12、 Process address space (PMAP; vdso; MMAP)

One 、 Process address space
char* p You can talk to intptr_t Interconversion
1、 Can point to any address
2、 Legal address （ Readable or writable ）
    （1） Code （main, %rip From here, the instructions to be executed ）, read-only
    （2） data （static,int x）, Reading and writing
    （3） Stack （int y）, Reading and writing
    （4） Run time memory allocation , Reading and writing
    （5） Dynamic link library
3、 Illegal address
    （1）NULL, Lead to segmentation fault 
Two 、 View the process address space
pmap(1) report memory of a precess
How to view the address space of a process
1、 The smallest Hello world （ static state / Dynamic links ）
    （1） Address space of the process ： Several consecutive “ paragraph ”
    （2）“ paragraph ” Of memory can be accessed
    （3） Not in segment / A memory access violation triggers SIGSEGV
            gdb You can access... Beyond your authority , But you can't access addresses that don't exist
3、 ... and 、 The operating system provides a mechanism to view the process address space
RTFM：/proc/[pid]/maps (man 5 proc)
1、 Each segment in the process address space
    （1) Address （ Range ） And authority （rwxsp）
    （2） Corresponding file ：offset,dev,inode,pathname
2、 and readelf The information in the verifies each other

Four 、 Address space of the process

Address space of the process = There are several consecutive in memory “ paragraph ”
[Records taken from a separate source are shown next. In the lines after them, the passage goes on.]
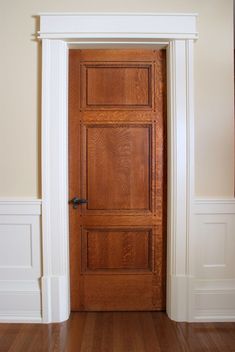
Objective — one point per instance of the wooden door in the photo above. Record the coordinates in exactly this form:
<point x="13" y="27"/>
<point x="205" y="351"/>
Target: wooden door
<point x="117" y="163"/>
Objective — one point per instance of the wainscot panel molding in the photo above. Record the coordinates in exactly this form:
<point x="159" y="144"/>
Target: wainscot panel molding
<point x="61" y="32"/>
<point x="20" y="260"/>
<point x="213" y="287"/>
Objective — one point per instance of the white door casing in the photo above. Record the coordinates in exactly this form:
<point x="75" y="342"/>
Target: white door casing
<point x="61" y="31"/>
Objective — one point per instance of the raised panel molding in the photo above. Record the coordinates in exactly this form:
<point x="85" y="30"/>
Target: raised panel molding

1、 Each segment is accessible （ read / Write / perform ） Of memory

        （1） May map to a file and / Or shared between processes

System call to manage the process address space

// mapping 
void *mmap(void* addr, size_t length, int port, int flag, int fd, off_t offset);
// Unmap 
void munmap(void,* addr, size_t length);
// Modify mapping permissions 
int mprotect(void,* addr, size_t length, int port);

2、RTFM： The state increases / Delete / Modify an accessible memory

5、 ... and 、 Address space isolation

Every *ptr Only this process can be accessed （ State machine ） Of memory

1、 Unless mmap According to specified 、 Map shared file or shared memory multithreading

2、 It realizes the most important functions of the operating system ： Isolation between processes

6、 ... and 、 Modifier

1、 Modifier

        （1） adopt open ”/proc/pid/mem“

         Facilitate a value in memory , According to the modified value , You can lock the address space ; By modifying the value of the address , Implement modification .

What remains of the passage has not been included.